Und für uns als Frauen?
Aus wissenschaftlicher Sicht würde ich sagen, dass es für uns als Frauen eine schlechte Entwicklung ist. Weil eben der Stereotyp, dass wir nicht so leistungsfähig sind wie Männer, verstärkt wird. Wir sind quasi nur halb einsetzungsfähig. Wir dürfen nicht eingesetzt werden, wenn wir Kinder kriegen, und müssen dann auch noch wegen der Menstruation fehlen.

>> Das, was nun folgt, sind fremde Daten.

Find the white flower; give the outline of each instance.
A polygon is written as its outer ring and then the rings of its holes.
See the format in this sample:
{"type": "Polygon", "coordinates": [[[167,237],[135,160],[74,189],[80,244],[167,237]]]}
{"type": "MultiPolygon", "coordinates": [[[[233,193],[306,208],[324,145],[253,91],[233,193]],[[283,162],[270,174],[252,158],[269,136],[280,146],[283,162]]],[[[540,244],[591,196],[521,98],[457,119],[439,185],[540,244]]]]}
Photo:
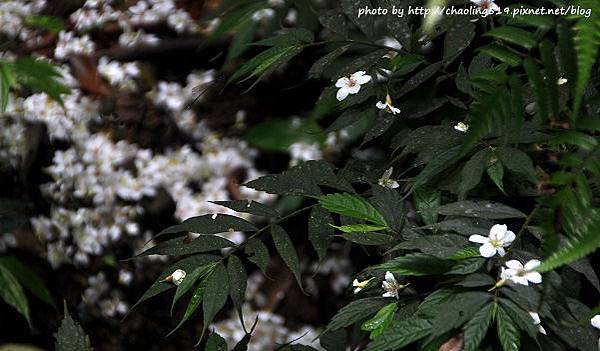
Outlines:
{"type": "Polygon", "coordinates": [[[358,71],[352,73],[350,77],[342,77],[337,80],[335,86],[340,88],[336,94],[338,101],[344,100],[348,95],[358,93],[361,85],[371,81],[371,76],[365,73],[365,71],[358,71]]]}
{"type": "Polygon", "coordinates": [[[398,298],[398,290],[404,289],[406,285],[398,283],[392,272],[385,272],[385,280],[381,283],[381,287],[385,290],[383,297],[398,298]]]}
{"type": "Polygon", "coordinates": [[[379,178],[379,185],[390,189],[396,189],[399,187],[400,184],[398,184],[397,181],[390,179],[392,173],[394,173],[394,167],[388,168],[388,170],[383,173],[381,178],[379,178]]]}
{"type": "Polygon", "coordinates": [[[469,125],[463,122],[458,122],[454,126],[454,129],[458,130],[459,132],[466,133],[467,130],[469,130],[469,125]]]}
{"type": "Polygon", "coordinates": [[[385,102],[378,101],[375,106],[377,106],[378,109],[384,110],[393,115],[400,113],[400,109],[392,105],[392,98],[390,97],[390,94],[385,97],[385,102]]]}
{"type": "Polygon", "coordinates": [[[165,280],[170,281],[171,283],[179,286],[185,279],[186,275],[187,274],[185,273],[185,271],[183,269],[178,269],[175,272],[171,273],[171,275],[168,276],[165,280]]]}
{"type": "Polygon", "coordinates": [[[537,325],[538,326],[538,328],[540,330],[540,333],[542,333],[544,335],[547,335],[546,329],[544,329],[544,327],[542,327],[540,325],[542,323],[542,321],[540,319],[540,315],[537,314],[537,312],[531,312],[531,311],[529,311],[528,313],[531,316],[531,318],[533,319],[533,325],[537,325]]]}
{"type": "Polygon", "coordinates": [[[264,22],[273,18],[273,16],[275,16],[275,10],[266,8],[254,11],[254,13],[252,14],[252,20],[254,22],[264,22]]]}
{"type": "Polygon", "coordinates": [[[567,78],[558,78],[558,80],[556,81],[556,84],[563,85],[563,84],[565,84],[568,81],[569,80],[567,78]]]}
{"type": "Polygon", "coordinates": [[[515,240],[515,233],[507,230],[505,224],[496,224],[490,229],[490,235],[486,238],[482,235],[471,235],[469,241],[474,243],[483,244],[479,247],[479,253],[483,257],[492,257],[496,253],[500,256],[504,256],[506,251],[505,247],[510,246],[515,240]]]}
{"type": "Polygon", "coordinates": [[[500,6],[496,5],[494,0],[471,0],[471,2],[479,6],[479,9],[485,15],[500,12],[500,6]]]}
{"type": "Polygon", "coordinates": [[[592,317],[590,322],[592,323],[592,327],[600,329],[600,314],[597,314],[594,317],[592,317]]]}
{"type": "Polygon", "coordinates": [[[516,284],[529,285],[529,283],[539,284],[542,282],[542,275],[533,270],[540,265],[538,260],[530,260],[525,266],[517,260],[506,262],[506,268],[502,267],[500,278],[508,279],[516,284]]]}
{"type": "Polygon", "coordinates": [[[352,286],[354,287],[354,293],[358,294],[362,289],[366,288],[371,280],[373,280],[373,278],[363,280],[362,282],[359,282],[358,279],[354,279],[354,281],[352,282],[352,286]]]}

Daraus resultiert für mich die Botschaft: Wir wollen vollwertige Mitglieder der Gesellschaft sein, sind aber nur halbe. Und das sind wir eben nicht!

Katja Rost ist Soziologin. Sie unterrichtet seit 2012 als Ordinaria für Soziologie und Privatdozentin für Wirtschaftswissenschaften an der Universität Zürich. Unter anderem forscht sie zu Geschlechterfragen in der Wirtschaft.